Dunque fra sette mesi, finito il flop Quota 100, tornerà tutta la riforma Fornero. E in più scadranno anche tutte le altre misure collaterali – Ape social, Opzione donna, contratto di espansione – inventate per attuarne i durissimi effetti a partire dagli esodati. Senza interventi legislativi, dal primo gennaio 2022 la Fornero con annessa austerità e rigidità previdenziale ritorneranno in toto, alla faccia di chi – Salvini – aveva promesso di abolirla.
Per questo i sindacati sono tornati alla carica e chiedono a gran voce al ministro Orlando di convocarli per aprire il tavolo e ridare flessibilità al sistema. L’anima tecnocratica del governo Draghi è contraria a qualsiasi flessibilità e propone solo il ripristino di Ape social e Opzione donna.
Si tratta di interventi assai limitati sia dal punto di vista sociale che economico. Se Opzione donna – la possibilità di anticipare la pensione per le donne che hanno 35 anni di contributi e 59 anni di età – è un ricalcolo dell’assegno con metodo interamente contributivo con taglio medio del 30%; i numeri dell’Inps sull’Ape social ne confermano la difficoltà ad accedervi. La norma introdotta dal governo Gentiloni prevede l’anticipo pensionistico per le categorie più in difficoltà, lavoratori precoci e gravosi.
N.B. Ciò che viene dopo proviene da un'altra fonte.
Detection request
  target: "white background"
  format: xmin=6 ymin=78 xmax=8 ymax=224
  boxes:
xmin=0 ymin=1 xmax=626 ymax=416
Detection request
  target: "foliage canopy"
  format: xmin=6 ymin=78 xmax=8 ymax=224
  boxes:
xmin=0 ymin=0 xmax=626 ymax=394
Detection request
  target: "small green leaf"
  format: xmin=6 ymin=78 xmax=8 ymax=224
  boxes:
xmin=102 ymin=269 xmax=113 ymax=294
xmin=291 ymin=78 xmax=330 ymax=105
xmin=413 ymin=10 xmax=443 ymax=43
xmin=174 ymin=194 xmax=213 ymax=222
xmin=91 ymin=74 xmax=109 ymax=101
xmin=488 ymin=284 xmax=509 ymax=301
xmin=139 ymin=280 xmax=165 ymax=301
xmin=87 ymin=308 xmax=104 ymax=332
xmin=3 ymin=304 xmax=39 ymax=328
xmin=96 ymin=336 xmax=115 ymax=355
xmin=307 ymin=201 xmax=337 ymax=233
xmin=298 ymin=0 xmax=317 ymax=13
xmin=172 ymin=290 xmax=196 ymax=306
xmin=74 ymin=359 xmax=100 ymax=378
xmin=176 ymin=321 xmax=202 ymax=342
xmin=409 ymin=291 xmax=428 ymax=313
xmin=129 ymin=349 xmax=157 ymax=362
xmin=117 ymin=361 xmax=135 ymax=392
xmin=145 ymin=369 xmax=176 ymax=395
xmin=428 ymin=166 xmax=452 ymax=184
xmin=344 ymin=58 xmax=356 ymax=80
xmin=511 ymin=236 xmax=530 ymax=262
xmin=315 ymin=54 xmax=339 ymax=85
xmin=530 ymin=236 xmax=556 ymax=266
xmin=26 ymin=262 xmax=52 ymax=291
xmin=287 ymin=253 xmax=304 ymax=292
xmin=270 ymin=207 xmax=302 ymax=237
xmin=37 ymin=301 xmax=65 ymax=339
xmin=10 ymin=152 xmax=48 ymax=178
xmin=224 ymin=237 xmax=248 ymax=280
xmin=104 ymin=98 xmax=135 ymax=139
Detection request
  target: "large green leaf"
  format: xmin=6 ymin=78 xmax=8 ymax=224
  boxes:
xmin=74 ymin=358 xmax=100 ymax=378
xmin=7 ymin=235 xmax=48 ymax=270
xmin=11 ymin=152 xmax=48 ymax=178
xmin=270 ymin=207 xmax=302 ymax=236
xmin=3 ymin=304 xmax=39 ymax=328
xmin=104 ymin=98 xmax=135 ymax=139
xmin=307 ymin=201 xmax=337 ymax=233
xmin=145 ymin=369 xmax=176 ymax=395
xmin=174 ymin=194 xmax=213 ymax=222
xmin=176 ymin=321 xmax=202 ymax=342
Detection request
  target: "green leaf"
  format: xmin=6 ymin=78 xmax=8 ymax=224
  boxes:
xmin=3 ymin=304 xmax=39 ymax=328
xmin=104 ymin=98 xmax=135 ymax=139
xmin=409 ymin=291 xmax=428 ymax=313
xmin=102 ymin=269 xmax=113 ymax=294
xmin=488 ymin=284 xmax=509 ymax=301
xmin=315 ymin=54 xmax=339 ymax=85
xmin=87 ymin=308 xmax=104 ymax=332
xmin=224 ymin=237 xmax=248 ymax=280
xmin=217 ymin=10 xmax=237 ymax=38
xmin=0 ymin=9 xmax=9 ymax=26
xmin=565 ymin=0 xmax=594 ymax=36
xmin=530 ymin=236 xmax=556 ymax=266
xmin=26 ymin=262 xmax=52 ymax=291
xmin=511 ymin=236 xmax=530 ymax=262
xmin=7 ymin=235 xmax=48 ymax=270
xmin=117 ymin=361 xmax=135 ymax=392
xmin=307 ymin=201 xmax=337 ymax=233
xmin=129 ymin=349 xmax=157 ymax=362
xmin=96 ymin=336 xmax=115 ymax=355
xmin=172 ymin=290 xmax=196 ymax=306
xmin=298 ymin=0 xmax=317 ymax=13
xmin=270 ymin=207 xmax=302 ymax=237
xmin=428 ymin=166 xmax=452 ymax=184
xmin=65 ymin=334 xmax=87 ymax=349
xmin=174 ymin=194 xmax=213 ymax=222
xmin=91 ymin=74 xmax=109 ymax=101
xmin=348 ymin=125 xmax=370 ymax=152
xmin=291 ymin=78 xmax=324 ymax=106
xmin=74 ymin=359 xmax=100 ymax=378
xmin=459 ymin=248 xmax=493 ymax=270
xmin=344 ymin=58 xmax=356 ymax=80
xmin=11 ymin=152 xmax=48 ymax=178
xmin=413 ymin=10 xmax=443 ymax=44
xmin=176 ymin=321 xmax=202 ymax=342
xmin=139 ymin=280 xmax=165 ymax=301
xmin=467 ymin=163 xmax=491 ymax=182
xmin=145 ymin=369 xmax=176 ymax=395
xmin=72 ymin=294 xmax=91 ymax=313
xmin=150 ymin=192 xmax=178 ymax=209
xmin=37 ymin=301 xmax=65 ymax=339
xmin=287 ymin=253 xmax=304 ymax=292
Ma dal 2017-2020 l’Inps certifica come a fare domande siano stati 15.535 addetti con mansioni gravose (operai alla catena e fonderia, edili, macchinisti, maestre del nido, addette alle pulizie, pescatori, facchini, badanti) ma solo 4.347 se la sono vista accettare: la percentuale delle domande accolte è solo del 28%; mentre per i lavoratori precoci (chi aveva 12 mesi di contributi prima dei 19 anni di età ed è disoccupato, invalido o fa lavori gravosi) le domande accettate sono state 16.355 su 44.473, pari al 36%. «I paletti inseriti nella normativa sono stati troppo stretti – spiega Enzo Cigna, responsabile dell’ufficio politiche previdenziali della Cgil – si tratta di lavoratori realmente bisognosi di andare in pensione che si rivolgono a noi ma si vedono in gran parte respinte le domande».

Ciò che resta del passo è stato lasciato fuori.